Auf einem Spitzentreffen im Bundeswirtschaftsministerium hatten sich die größten Unternehmen der deutschen Fleischwirtschaft auf eine Selbstverpflichtung verständigt. Die Unternehmen kündigen darin an, bis Juli 2016 ihre Strukturen so umzustellen, dass die in ihren Betrieben eingesetzten Beschäftigten in einem in Deutschland gemeldeten, sozialversicherungspflichtigen Beschäftigungsverhältnis arbeiten. Die Selbstverpflichtung enthält zudem ein Bekenntnis der Fleischwirtschaft dazu, die Stammbelegschaft zu erhöhen. Die Fortschritte in diesem Bereich sollen jährlich in einem Branchenbericht dokumentiert werden. Die Unterzeichner werden zudem die Betriebsräte über den Einsatz von Werkverträgen informieren und anhören. Immer wieder hatte die Gewerkschaft Nahrung-Genuss-Gaststätten (NGG) die Missstände zulasten von Beschäftigten in der Fleischindustrie kritisiert.

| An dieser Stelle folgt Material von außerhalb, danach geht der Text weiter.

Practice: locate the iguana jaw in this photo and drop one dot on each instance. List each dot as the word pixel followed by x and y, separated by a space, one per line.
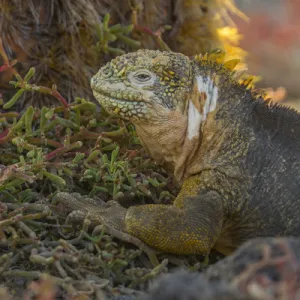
pixel 125 102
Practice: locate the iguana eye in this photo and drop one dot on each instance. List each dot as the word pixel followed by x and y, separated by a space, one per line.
pixel 142 77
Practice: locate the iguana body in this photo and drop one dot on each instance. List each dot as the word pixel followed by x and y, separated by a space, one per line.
pixel 235 156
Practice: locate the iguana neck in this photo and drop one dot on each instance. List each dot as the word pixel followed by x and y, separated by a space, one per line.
pixel 168 143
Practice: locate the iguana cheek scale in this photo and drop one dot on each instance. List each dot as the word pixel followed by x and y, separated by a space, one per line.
pixel 235 156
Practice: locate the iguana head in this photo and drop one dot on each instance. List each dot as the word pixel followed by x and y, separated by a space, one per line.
pixel 165 94
pixel 143 85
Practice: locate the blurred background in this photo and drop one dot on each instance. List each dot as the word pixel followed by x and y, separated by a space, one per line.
pixel 272 39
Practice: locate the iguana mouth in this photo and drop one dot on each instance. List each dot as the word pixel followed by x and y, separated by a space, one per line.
pixel 122 103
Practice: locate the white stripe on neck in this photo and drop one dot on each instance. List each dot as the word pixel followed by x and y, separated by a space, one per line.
pixel 194 116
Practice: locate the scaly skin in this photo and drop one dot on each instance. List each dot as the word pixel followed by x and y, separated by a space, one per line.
pixel 235 156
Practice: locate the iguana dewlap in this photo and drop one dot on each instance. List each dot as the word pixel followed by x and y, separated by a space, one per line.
pixel 235 156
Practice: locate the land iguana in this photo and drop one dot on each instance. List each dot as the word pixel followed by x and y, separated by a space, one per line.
pixel 235 155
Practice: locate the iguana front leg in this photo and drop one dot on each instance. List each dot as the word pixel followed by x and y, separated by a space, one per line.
pixel 190 226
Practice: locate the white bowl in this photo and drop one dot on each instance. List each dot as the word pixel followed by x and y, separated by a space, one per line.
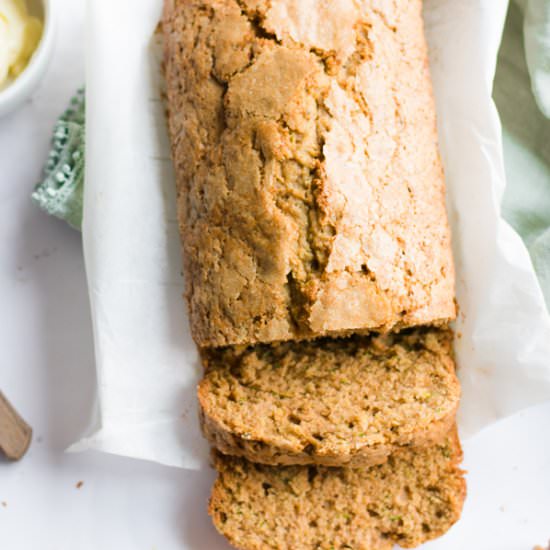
pixel 16 92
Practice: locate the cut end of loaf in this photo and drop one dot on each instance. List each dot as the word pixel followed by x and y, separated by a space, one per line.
pixel 333 401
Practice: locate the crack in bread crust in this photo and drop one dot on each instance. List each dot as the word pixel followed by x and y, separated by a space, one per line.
pixel 303 209
pixel 413 498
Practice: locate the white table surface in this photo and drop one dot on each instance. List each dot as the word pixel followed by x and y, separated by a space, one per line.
pixel 47 371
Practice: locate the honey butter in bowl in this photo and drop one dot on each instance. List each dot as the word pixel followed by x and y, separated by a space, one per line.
pixel 26 43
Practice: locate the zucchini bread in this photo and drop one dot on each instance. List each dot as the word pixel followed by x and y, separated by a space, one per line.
pixel 310 188
pixel 412 498
pixel 348 401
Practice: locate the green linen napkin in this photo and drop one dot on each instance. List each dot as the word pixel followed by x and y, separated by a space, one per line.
pixel 61 191
pixel 522 96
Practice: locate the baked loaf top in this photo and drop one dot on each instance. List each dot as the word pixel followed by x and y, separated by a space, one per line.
pixel 349 401
pixel 311 193
pixel 412 498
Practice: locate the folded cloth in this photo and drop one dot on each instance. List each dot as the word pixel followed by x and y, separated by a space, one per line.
pixel 61 191
pixel 522 96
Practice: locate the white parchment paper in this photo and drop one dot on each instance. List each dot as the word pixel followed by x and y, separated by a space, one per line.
pixel 146 362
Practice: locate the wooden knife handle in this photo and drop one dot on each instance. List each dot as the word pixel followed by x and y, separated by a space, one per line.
pixel 15 433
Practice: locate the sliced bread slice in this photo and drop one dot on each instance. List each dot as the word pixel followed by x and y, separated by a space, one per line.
pixel 414 497
pixel 348 401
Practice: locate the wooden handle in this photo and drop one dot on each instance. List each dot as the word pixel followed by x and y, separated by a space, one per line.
pixel 15 433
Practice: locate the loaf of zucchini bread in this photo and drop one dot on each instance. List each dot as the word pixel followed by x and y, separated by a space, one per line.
pixel 310 188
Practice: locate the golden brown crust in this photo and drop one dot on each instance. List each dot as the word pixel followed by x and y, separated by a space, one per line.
pixel 414 497
pixel 333 402
pixel 310 190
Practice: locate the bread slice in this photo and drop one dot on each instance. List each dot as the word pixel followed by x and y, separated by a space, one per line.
pixel 414 497
pixel 332 401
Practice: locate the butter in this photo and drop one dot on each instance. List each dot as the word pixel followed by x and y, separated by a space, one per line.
pixel 19 36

Uwe Polkaehn: „Wir brauchen ein Gesetz gegen den Missbrauch von Werkverträgen, mehr Rechte für Betriebsräte und eine Beweislastumkehr. Unternehmen mit Werkvertragsvereinbarungen müssen nachweisen, dass der Werknehmer auch tatsächlich die volle Autonomie über die Herstellung des Werkes behält. Nur so kann dem Missbrauch Einhalt geboten werden. Der Missbrauch von Werkverträge spaltet z.B. Arbeitsprozesse in willkürlich zugeschnittene Kleinstgewerke auf, die sich im Gestrüpp von Subunternehmer-Ketten verlieren. So werden tarifliche Standards unterlaufen und Arbeitnehmerinnen und Arbeitnehmer immer wieder um ihre Rechte und ihren Lohn gebracht. Arbeitnehmer und Betriebsräte brauchen ein Gesetz, das ihnen den Rücken stärkt. Der tarifliche Branchenmindestlohn in der Fleischwirtschaft gilt seit August 2014, die Selbstverpflichtung ist überfällig. Die Arbeitgeber müssen Schluss machen mit skandalösen Arbeitsbedingungen, unbezahlter Arbeit und überteuerten Bruchbuden, in denen viele osteuropäische Arbeiter leben müssen. Auch für die Kontrollbehörden bleibt dies ein großes Thema. Auch um die Einhaltung der Selbstverpflichtung engmaschig zu kontrollieren.“
Zum Hintergrund:
In der Fleischindustrie gilt seit August 2014 ein Mindestlohn, der ab 1. Oktober 2015 bei 8,60 Euro liegen wird. Dieser Mindestlohn – dafür hat die Gewerkschaft Nahrung-Genuss-Gaststätten (NGG) gesorgt – gilt auch für die vielen Beschäftigten aus Polen, Rumänien und Bulgarien, die bis dahin als entsandte Beschäftigte zum Mindestlohn ihres Landes legal ausgebeutet werden konnten. Da sich das Geschäft mit der Entsendung nicht mehr in dem Masse lohnt wie früher, haben viele Subunternehmer in den vergangenen Monaten Dienstleistungsfirmen in Deutschland gegründet, mit denen nun Werkverträge in der Fleischindustrie abgewickelt werden. Da für diese neu gegründeten Dienstleister schon jetzt das deutsche Arbeitsrecht gilt, ist die Selbstverpflichtung der Fleischindustrie lediglich das Nachvollziehen einer Entwicklung, die durch den Branchenmindestlohn in Gang gebracht werden konnte.